La pasión, es sabido, no entiende de límites. Hace ya varios años Roberto Arambillet estaba internado en Minessota, Estados Unidos, y a punto de ser sometido a una intervención quirúrgica. Pero a pocos quilómetros de la cama de hospital en la que se encontraba se estaba por producir por última vez la Coca-Cola de seis onzas.



Roberto lo sabía y la idea no dejaba de darle vueltas en la cabeza: tenía que conseguir una botella. Tras largas discusiones logró convencer a los médicos que lo autorizaran a dejar brevemente la internación. Sin dudarlo fue directo a la embotelladora, la recorrió y se llevó precisamente aquello que había ido a buscar: una de las últimas botellas de seis onzas producidas por Coca-Cola. Feliz y más aliviado, volvió al hospital para poder operarse.

Ésta es la historia que cuenta Roberto cuando se le pregunta cuál de las casi 5 mil piezas de Coca-Cola que integran su colección recuerda con mayor cariño. Sin embargo, se apresura a aclarar, puede contar con lujo de detalles las circunstancias en las que obtuvo al menos el 90% de las piezas que integran su tesoro. Cada una de ellas guarda una historia propia.

Un sueño cumplido

Conocer la planta de Coca-Cola en Montevideo fue para Rafael Menéndez Presto un sueño cumplido. Al frente de su propio comercio en Tacuarembó Rafael no dudó un instante en aceptar la invitación y recorrer los 400 kilómetros que lo separan de la capital. “Sentí lo mismo que cuando te llamaba una novia en la adolescencia” confesó tras la invitación de Journey.

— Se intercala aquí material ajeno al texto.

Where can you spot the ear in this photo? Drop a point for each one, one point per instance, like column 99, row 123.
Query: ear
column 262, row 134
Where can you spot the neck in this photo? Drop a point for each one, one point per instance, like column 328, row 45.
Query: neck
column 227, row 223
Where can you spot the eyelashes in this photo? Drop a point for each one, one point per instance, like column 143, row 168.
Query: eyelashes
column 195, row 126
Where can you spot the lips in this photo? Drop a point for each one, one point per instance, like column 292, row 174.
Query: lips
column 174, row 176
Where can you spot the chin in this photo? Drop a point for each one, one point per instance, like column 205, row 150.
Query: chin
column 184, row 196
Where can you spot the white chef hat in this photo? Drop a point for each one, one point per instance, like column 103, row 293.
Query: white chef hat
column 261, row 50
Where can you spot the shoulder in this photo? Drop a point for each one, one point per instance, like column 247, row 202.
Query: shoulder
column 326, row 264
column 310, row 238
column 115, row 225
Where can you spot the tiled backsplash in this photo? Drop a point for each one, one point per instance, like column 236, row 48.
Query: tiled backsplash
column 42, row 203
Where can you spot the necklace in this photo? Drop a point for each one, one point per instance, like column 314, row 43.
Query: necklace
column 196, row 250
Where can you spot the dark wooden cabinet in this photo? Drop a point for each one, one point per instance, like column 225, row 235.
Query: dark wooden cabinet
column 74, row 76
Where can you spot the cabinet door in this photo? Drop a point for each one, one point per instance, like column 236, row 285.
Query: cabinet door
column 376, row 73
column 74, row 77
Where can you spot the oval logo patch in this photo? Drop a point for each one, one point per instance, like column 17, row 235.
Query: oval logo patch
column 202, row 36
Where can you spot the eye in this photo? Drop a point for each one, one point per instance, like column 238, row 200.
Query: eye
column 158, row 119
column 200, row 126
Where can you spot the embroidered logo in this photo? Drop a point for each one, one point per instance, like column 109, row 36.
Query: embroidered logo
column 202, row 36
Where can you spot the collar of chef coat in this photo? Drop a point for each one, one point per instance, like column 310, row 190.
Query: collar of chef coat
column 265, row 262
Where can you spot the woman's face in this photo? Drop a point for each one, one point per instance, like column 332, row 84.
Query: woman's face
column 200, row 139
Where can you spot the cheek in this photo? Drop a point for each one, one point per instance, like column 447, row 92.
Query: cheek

Llegó acompañado por su hijo, a quien le contagió la misma pasión por los objetos de la Compañía y que ya está comenzando a reunir su propia colección de Coca-Cola. Faltaban pocos días para su cumpleaños y para Rafael llevarlo a conocer la planta en Montevideo era el mejor regalo que podía ofrecerle. Aunque ya había conocido otras embotelladoras como las de Viña del Mar y Santiago de Chile, Rafael fue categórico: “esta planta tiene el corazón más grande que todas las demás para mí porque es uruguaya, es como el país”.


El mundo entero en una botella

Álvaro Cabrera tuvo la posibilidad de recorrer el mundo como pocos. Como integrante de la Armada Nacional conoció lugares muy alejados del tradicional circuito turístico como Rwanda, Congo, Uganda, Bosnia y Sarajevo, entre otros.

Cada uno de estos viajes lo marcaron y de cada uno de ellos se trajo algún objeto vinculado a Coca-Cola. Se trata de la colección de un verdadero trotamundos. Y obtener piezas en cada uno de estos lugares da cuenta la trascendencia de la marca más allá de fronteras y culturas. Su colección, contó a Journey, le permite valorar todos los días la oportunidad que tuvo de poder conocer esos lugares y tener siempre presente las experiencias e historias vividas en cada uno de ellos.